Probing the distribution of glass transition temperatures and related relaxation behavior in thin and ultrathin films using novel fluorescence approaches

Since the discovery a decade ago that the glass transition temperature (Tg) of ultrathin polymer films may vary by more than 20 K from bulk Tg, substantial research has been focused on understanding how nanoscopic confinement alters Tg. The deviation from bulk Tg as polymer is "nanoconfined" has technological impact in applications such as asymmetric membranes for gas separation, photoresists for the production of microelectronics, and nanocomposites, among others. Although many techniques (e.g. x-ray reflectivity, ellipsometry) have been used to characterize Tg in nanoconfined films, they are limited to measuring average film properties and provide little direct evidence for the influence of interfacial effects.; In this dissertation a new method was developed in which the emission of fluorescence probes is shown to be well suited for identifying Tg in single layer films and in specific locations of films including those present near the free-surface interface, polymer-substrate interface, and in between. Such studies show for the first time that the free-surface Tg of a polystyrene (PS) film is dramatically reduced and that this free-surface effect persists into the film interior over several tens of nanometers where the resulting gradient or distribution in Tgs near the free surface is observed to depend strongly on the degree of nanoconfinement.
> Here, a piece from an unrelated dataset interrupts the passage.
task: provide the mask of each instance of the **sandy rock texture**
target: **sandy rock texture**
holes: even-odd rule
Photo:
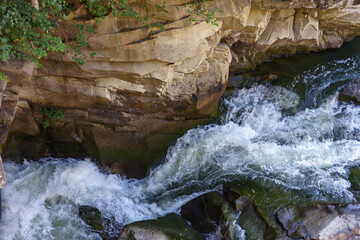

These results provide the first direct evidence that the origin of the effect of nanoconfinement on Tg is primarily a result of interfacial effects and offer new understanding into how the average Tg of the entire film can result from a distribution in Tgs near interfaces and in between.; The work presented here also stands as the first demonstration that the thickness dependence of Tg in nanoconfined single layer films may be significantly "tuned" via the addition of low molecular weight diluents or by small modifications to the repeat unit structure of PS. These surprising results may be explained by an alteration in the magnitude of the perturbation on Tg at the free surface and/or a reduction in the ability of interfacial effects to propagate into the film interior, which is argued to be related to the level of cooperativity of the polymer.